Paneer, Potatoes, Poppy Seeds, Black Cumin Seeds (kali jeera), Cumin Powder, Green chilies, Mustard Oil.
1. In a small bowl, add 5 heaped tablespoons of poppy seeds. To this, add just enough boiling hot water to cover the seeds and allow to soak for about 2 hours. Grind the seeds to a fine thick paste without adding too much additional water.
2. Peel and cube 2 large brown potatoes, keep them immersed in a bowl of cold water to avoid discoloration.
3. Cube paneer (half the quantity of the potatoes).
4. Heat a little oil in a non-stick large skillet. Add the paneer and saute till it gets a little brown on the edges. Take the paneer out and place on a paper towel.
5. Add a little more oil to the pan and when the oil gets hot, add a teaspoon of kali jeera and 3 finely chopped green chilies and saute well.
6. Add the potatoes to the pan along with a pinch of turmeric (optional) and salt to taste.
7. Also add 3 green chilies slit length-wise.
8. Saute for a couple of minutes, add a little water, cover and cook.
9. When the potatoes are half done, add the paneer and the poppy seed paste.
10. Mix well till the paste coats both the potatoes and the paneer.
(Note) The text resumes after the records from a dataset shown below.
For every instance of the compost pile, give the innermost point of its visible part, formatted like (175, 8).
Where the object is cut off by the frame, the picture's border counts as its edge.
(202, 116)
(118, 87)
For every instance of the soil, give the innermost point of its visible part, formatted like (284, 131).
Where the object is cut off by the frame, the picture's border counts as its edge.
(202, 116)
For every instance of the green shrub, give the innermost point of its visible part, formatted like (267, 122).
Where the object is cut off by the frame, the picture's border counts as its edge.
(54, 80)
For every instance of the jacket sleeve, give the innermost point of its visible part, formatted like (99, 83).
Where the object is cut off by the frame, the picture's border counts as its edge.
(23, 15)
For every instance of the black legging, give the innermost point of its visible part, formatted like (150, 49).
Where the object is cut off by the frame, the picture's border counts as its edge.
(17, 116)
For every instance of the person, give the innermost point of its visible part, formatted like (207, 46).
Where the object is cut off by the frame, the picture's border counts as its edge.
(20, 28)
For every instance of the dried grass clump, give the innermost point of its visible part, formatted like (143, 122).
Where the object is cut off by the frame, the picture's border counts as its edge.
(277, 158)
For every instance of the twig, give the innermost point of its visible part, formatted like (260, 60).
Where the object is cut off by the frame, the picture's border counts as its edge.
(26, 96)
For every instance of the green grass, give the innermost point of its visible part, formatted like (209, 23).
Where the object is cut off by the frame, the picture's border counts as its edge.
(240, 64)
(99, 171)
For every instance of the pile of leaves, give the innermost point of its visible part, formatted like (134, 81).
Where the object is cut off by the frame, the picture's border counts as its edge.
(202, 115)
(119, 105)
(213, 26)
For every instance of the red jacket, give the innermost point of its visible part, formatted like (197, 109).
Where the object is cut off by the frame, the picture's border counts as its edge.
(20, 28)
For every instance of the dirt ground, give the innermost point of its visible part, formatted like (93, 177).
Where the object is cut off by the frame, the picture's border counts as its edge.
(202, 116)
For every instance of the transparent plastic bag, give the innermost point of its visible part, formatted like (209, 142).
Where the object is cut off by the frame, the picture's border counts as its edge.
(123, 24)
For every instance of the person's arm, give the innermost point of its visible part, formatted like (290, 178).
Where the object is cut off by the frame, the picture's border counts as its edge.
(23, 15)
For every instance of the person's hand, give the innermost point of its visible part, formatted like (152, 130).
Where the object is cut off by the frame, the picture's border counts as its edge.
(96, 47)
Sprinkle some more water and cook till the potatoes are tender but not mushy.
11. Sprinkle 1 teaspoon of cumin powder and add a teaspoon of mustard oil and mix everything well, uncover the pan and allow everything to blend well and for the aroma to emanate from the pan.
12. Serve with steaming hot rice and masoor daal.
Note: Traditionally, this is cooked in mustard oil, but it is pretty strong, so I have resorted to adding only a teeny bit at the end. If you happen to love mustard oil, by all means, cooking the veggies in it.